It could also be a bad bag of Eco. Last year sometime, Caribsea released some bad eco complete. It had some extra phosphates, and other stuff. I will post a link a little later.


----------



## KRiley (Jun 30, 2005)

Here ya go:

http://aquabotanicwetthumb.infopop.cc/groupee/forums/a/...681077441#6681077441

http://aquabotanicwetthumb.infopop.cc/groupee/forums/a/...6090712/m/2951045051

These will help you with the background and what to do to remedy it.


----------



## imported_banderbe (Feb 17, 2006)

> Originally posted by sunkyokim:
> i just put 2 bags of caribsea eco-complete substrate into my 24 gallon cube tank. I have a built in wet/dry filtration system and i was wondering if i needed to run a different kind of filter on this tank to clear up the cloudiness in my water. It has gotten a little more visible as the day passed, but i noticed that all the cloudy crap is settling to the bottom and creating a layer of, what looks like, dust on the top of the substrate. How do i fix this problem?


Just relax.

It will take a day or two to completely clear up. Then all will be fine.

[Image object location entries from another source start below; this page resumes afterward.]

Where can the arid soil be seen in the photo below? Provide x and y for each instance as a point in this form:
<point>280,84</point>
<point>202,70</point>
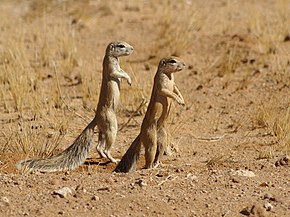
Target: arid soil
<point>229,143</point>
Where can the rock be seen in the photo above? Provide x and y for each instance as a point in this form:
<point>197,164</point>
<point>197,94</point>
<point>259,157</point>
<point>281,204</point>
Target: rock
<point>245,211</point>
<point>264,184</point>
<point>268,206</point>
<point>63,192</point>
<point>246,173</point>
<point>4,201</point>
<point>191,177</point>
<point>140,182</point>
<point>283,161</point>
<point>96,198</point>
<point>258,211</point>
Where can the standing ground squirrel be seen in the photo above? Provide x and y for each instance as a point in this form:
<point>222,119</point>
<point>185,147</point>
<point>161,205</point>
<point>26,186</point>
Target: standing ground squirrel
<point>105,119</point>
<point>153,134</point>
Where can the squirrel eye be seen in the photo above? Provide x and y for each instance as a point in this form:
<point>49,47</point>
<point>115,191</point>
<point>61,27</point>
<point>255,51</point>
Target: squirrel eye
<point>172,61</point>
<point>121,46</point>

Yes, there were some bad bags of Eco-Complete but that was a long time ago and the chances that you got one are basically zero.


----------



## DJKronik57 (Apr 17, 2006)

I just did the same thing, and got the same responses. A week later, my tank is fine. It just took a while for the cloudy water to settle. It seems this is just part of the formula.


----------